En un peu plus de trois ans, l'organisation ultraviolente responsables d'exactions et d'attentats sanglants a vu son "califat" autoproclamé en 2014 sur de larges pans de l'Irak et de la Syrie s'écrouler quasiment totalement.

Après la perte de Rawa, ses hommes ne tiennent plus que 4% de l'Iran, selon un spécialiste irakien de l'EI interrogé par l'AFP, Hicham al-Hachemi.

Le chef du Hezbollah a, par ailleurs, démenti que son mouvement envoyait des armes vers des pays de la péninsule arabique, notamment au Yémen en guerre, comme l'en a accusé la Ligue arabe.

Le discours de M. Nasrallah intervient dans un contexte de tensions régionales accrues. Le Liban s'est retrouvé impliqué dans ce bras de fer quand le Premier ministre Saad Hariri a annoncé le 4 novembre sa démission surprise depuis l'Arabie saoudite, dénonçant lui aussi le rôle régional de l'Iran et de son grand allié le Hezbollah.

Poids lourd de la vie politique libanaise et représenté au gouvernement, le Hezbollah n'a pas déposé les armes après la guerre civile libanaise (1975-1990) à cause de l'occupation du sud par les Israéliens aui continuent d'occuper les fermes de Chebaa à ce jour. .

Dimanche, à l'issue d'une réunion ministérielle convoquée par l'Arabie saoudite, la Ligue arabe a accusé le Hezbollah "de financer et d'entraîner des groupes terroristes à Bahreïn" et "de fournir aux groupes terroristes dans les pays arabes des armes sophistiquées et des missiles balistiques".

Aussi, Hassan Nasrallah a dénoncé lundi ces accusations "ridicules". "Nous n'avons jamais envoyé d'armes au Yémen, à Bahreïn ou au Koweït", a-t-il dit. "Nous n'avons envoyé des armes vers aucun pays arabe. Ni des missiles balistiques, ni des armes sophistiquées".

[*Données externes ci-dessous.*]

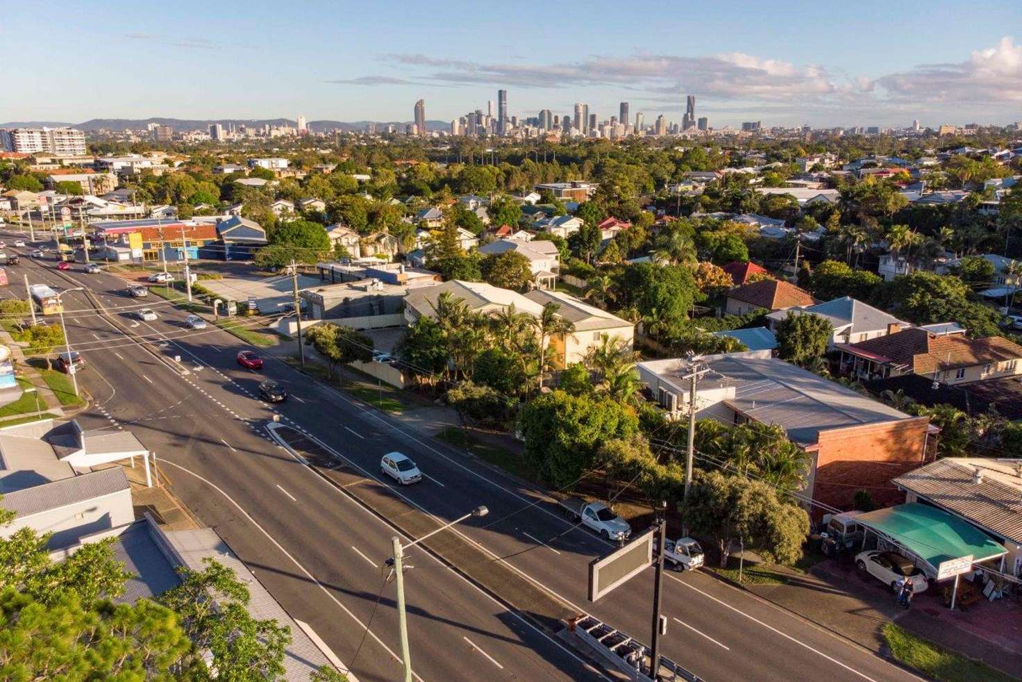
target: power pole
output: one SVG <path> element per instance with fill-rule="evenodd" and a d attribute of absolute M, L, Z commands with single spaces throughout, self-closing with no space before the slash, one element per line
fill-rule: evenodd
<path fill-rule="evenodd" d="M 191 303 L 191 270 L 188 268 L 188 240 L 185 239 L 185 226 L 181 226 L 182 253 L 185 255 L 185 290 L 188 291 L 188 303 Z"/>
<path fill-rule="evenodd" d="M 412 682 L 412 653 L 408 647 L 408 618 L 405 615 L 405 574 L 402 567 L 404 548 L 401 538 L 391 538 L 393 544 L 393 575 L 398 584 L 398 630 L 401 633 L 401 660 L 405 664 L 405 682 Z"/>
<path fill-rule="evenodd" d="M 294 319 L 298 325 L 298 361 L 301 366 L 306 366 L 306 349 L 301 344 L 301 305 L 298 301 L 298 266 L 291 259 L 291 290 L 294 293 Z M 398 572 L 401 575 L 401 572 Z M 400 578 L 399 578 L 400 580 Z"/>
<path fill-rule="evenodd" d="M 29 288 L 29 275 L 25 276 L 25 292 L 29 297 L 29 310 L 32 311 L 32 326 L 36 326 L 36 304 L 32 300 L 32 289 Z"/>
<path fill-rule="evenodd" d="M 651 638 L 652 652 L 649 658 L 649 676 L 654 680 L 660 679 L 657 677 L 657 673 L 660 672 L 660 622 L 662 620 L 660 616 L 662 603 L 660 588 L 663 585 L 663 544 L 665 542 L 665 530 L 667 527 L 667 520 L 663 517 L 663 510 L 666 506 L 666 502 L 661 502 L 656 514 L 656 557 L 653 564 L 656 566 L 656 573 L 653 578 L 653 637 Z"/>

Le chef du Hezbollah a également démenti toute implication de son mouvement dans un tir de missile balistique le 4 novembre vers Ryad depuis le Yémen, après des accusations saoudiennes en ce sens.

Le tir de ce missile -intercepté près de la capitale saoudienne- avait été revendiqué par des rebelles chiites yéménites, les Houthis, accusés d'être soutenus par l'Iran et qui sont la cible d'une offensive militaire emmenée par l'Arabie saoudite.

Au sujet de la grave crise politique au Liban, M. Nasrallah a une nouvelle fois réclamé lundi le retour de M. Hariri, qui se trouve à Paris et est attendu mercredi au Liban.

Ce dernier a laissé entendre qu'il serait prêt à revenir sur sa démission si le Hezbollah revenait ses engagements dans des conflits régionaux. "Nous sommes ouvert à tout dialogue, toute discussion dans le pays", a affirmé lundi M. Nasrallah.

Et s'adressant notamment à l'Arabie saoudite et à Bahreïn, qui a critiqué le "contrôle total" du Hezbollah sur le Liban, il a averti: "N'intervenez pas dans les affaires du Liban, comme ces ingérences flagrantes que nous avons vu ces deux dernières semaines".